Philip Clapson
Philip Clapson is a post-doctoral researcher.
Philip Clapson has developed a new scientific theory of the brain phenomenon misconceived as consciousness. It is founded in physical biology. This both solves the mind-body problem, and more fundamentally, offers neuroscience an approach without non-physically expressible states and conditions, unlike mentalism. However, it also demonstrates that knowledge does not exist, including that of neuroscience, for knowledge is eliminated. The conception of human existence is therefore radically altered.
Thesis Title:
The World Without Knowledge: The Theory of Brain-Sign.
Thesis Summary:
The research addresses two topics in what is now commonly termed Neurophilosophy. The first is the improbability that consciousness exists.... It seems obvious that consciousness does exist because we are conscious. Moreover, both philosophy and science take its existence for granted. But (by analogy) before Copernicus it was generally assumed the earth must be at the centre of the universe. What misled opinion was twofold. Firstly our (so-called) experience demonstrated that the heavens encircled us and 'turned around an axis through Polaris'. Secondly human beings were so crucial to God (for they were the earthly harbour of his knowing rationality), that they must be the focus of creation.

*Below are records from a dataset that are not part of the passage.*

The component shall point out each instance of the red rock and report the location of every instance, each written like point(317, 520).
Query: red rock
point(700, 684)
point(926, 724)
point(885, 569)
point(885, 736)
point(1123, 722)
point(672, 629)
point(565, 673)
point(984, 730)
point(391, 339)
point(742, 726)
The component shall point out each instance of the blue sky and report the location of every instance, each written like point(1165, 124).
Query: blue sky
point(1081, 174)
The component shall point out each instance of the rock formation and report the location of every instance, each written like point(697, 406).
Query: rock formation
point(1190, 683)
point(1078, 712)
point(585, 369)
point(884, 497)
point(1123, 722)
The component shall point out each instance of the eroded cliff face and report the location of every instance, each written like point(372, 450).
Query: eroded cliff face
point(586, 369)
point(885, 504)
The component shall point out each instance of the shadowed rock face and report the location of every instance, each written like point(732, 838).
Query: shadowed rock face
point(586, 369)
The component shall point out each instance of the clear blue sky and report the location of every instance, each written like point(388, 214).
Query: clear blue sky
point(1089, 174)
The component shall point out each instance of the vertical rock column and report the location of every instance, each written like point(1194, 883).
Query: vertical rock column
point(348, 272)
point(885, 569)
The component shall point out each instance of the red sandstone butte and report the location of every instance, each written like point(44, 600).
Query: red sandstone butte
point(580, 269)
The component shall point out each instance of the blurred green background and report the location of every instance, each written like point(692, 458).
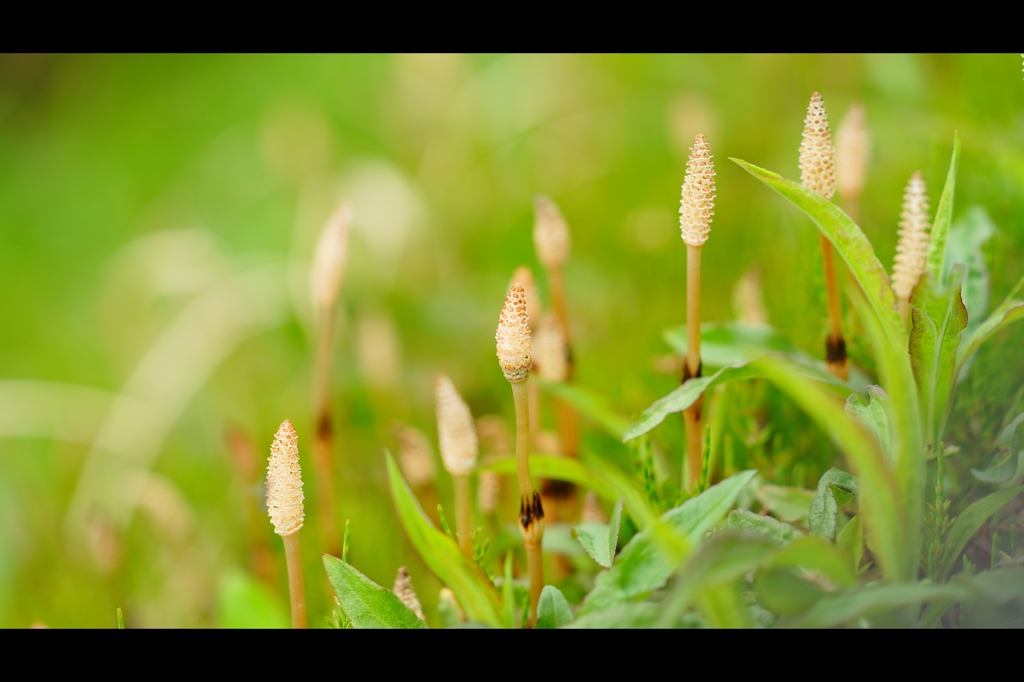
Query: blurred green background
point(157, 221)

It was as much a shock to our self-regard as our cosmology to discover both assumptions were false. The escalating interest over the last half century in consciousness, and the mind-body problem generally, largely perpetuates the prescientific assumptions of Descartes, and back to the Greeks. I.e. (in modern terms) biology has constructed the centrality of our individual knowing existence. This assumption is deconstructed theoretically and empirically.

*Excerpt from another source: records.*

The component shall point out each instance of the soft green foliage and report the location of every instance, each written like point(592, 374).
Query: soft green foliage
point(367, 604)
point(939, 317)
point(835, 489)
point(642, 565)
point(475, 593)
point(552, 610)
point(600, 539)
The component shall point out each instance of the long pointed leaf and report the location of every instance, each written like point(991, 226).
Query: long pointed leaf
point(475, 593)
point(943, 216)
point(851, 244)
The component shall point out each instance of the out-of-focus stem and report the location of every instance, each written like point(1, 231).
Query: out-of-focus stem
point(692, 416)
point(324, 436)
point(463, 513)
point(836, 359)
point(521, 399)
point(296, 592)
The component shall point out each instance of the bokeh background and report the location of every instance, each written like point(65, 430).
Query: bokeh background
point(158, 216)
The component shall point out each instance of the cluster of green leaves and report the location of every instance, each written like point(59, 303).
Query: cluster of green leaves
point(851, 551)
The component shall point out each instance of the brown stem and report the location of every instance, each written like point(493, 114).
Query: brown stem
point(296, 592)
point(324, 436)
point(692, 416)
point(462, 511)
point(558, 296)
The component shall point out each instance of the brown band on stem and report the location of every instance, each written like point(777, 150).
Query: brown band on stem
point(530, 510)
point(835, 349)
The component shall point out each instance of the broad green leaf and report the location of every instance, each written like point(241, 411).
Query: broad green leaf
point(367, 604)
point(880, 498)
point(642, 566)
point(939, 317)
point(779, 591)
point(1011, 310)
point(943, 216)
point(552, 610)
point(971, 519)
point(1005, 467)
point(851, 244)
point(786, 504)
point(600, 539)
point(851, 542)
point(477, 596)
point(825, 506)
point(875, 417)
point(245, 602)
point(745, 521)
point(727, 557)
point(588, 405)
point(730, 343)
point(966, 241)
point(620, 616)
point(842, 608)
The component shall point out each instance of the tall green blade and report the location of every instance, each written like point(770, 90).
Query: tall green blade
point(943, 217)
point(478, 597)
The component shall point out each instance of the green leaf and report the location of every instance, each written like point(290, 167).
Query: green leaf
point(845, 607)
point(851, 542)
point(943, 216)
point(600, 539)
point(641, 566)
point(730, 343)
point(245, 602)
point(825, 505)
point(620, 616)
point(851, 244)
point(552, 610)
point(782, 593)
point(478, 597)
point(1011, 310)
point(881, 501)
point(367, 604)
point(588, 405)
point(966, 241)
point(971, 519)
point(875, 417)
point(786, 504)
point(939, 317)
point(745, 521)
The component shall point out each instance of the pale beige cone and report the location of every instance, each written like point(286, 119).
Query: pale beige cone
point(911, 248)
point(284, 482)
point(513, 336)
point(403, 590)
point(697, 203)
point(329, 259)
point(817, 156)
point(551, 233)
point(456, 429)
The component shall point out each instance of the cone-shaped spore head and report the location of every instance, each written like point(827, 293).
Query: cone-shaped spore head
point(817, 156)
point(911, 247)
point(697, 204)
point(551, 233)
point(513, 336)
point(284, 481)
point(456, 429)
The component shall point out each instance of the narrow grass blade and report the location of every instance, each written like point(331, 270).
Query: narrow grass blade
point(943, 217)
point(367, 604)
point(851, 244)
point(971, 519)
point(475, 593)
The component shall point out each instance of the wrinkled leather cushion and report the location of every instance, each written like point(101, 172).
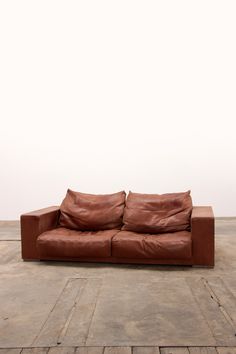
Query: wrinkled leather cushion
point(82, 211)
point(154, 213)
point(177, 245)
point(65, 243)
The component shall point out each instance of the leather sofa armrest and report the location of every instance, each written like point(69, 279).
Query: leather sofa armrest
point(203, 236)
point(32, 225)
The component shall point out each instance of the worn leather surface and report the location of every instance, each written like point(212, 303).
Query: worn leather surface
point(65, 243)
point(127, 244)
point(32, 225)
point(202, 239)
point(154, 213)
point(203, 235)
point(91, 212)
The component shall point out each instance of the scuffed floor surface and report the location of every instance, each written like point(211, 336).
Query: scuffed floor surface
point(59, 307)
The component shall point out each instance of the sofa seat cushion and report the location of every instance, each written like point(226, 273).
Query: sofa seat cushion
point(176, 245)
point(66, 243)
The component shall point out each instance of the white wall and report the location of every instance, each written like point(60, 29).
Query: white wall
point(101, 96)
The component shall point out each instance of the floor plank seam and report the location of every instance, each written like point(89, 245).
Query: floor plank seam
point(95, 305)
point(218, 301)
point(77, 297)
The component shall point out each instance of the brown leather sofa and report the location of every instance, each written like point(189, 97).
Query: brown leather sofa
point(144, 228)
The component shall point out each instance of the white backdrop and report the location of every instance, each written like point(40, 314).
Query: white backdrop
point(101, 96)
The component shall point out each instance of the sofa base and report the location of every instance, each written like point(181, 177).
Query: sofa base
point(113, 260)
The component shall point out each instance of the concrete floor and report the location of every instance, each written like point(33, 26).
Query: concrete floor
point(71, 307)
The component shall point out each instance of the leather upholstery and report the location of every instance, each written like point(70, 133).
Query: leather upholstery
point(65, 243)
point(202, 240)
point(83, 212)
point(153, 213)
point(32, 225)
point(127, 244)
point(203, 232)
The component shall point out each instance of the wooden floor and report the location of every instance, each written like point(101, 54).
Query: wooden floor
point(64, 308)
point(121, 350)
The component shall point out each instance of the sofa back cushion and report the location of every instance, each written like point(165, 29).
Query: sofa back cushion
point(85, 212)
point(154, 213)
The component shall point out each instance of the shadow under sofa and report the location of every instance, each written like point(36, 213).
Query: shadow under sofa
point(43, 238)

The second topic is the presentation of the new scientific theory for the brain phenomenon misconceived as consciousness, viz. The theory of brain-sign. Brain-sign theory commences, not from the assumption that consciousness and the mind exist, but that the universe is solely physical. Human beings, and their antecedents, are biological organisms set in a physical world, and everything about them is physically determined, albeit in a very complex way. What is required is not an assumption of knowledge but a model that describes why there is any brain phenomenon at all. The brain is not a knowledge organ: it is a causal organ. Therefore the brain phenomenon must serve the organism in its causal functioning. Brain-sign does this by signifying what in the world has caused the brain's causal orientation to the world (the cause of causality) for dynamic (i.e. uncertain or imprecise) collective action. Brain-sign theory describes how human beings, and other creatures, can function as collective organisms, thus transcending the limitations of their individuality and vastly enhancing survival, and enabling reproduction. Because it eliminates the irreducible opacities of mentalism, our self-conception and the nature of philosophy and science are recontextualised by being biology.
Publications:
The first draft of the theory was published as:
(2001) Consciousness: The Organismic Approach, Neuro-Psychoanalysis 3 (2):203-220
Two early papers are available online at Cogprints.org:
(2004) Brain-Sign or The End of Consciousness
(2006) The Theory of Brain-Sign: A Physical Alternative to Consciousness
A slightly modified version appears as:
(2011) The Theory of Brain-Sign: A Physical Alternative to Consciousness. Activitas Nervosa Superior. Vol. 53, 3-4
(2013) The full text of my thesis The world without knowledge: The Theory of Brain-Sign can now be obtained at http://etheses.dur.ac.uk/3560/

Presentations:
October 2011, Durham-Bergen Conference: How to Make Neurophilosophy 'Real': The Theory of Brain-Sign

CV:
I worked for many years in the computing industry, publishing in mathematics and computer science. I received an MA in the Philosophy of Psychology at King's London in 1998, and have worked subsequently on brain-sign theory. The PhD was awarded in summer 2012.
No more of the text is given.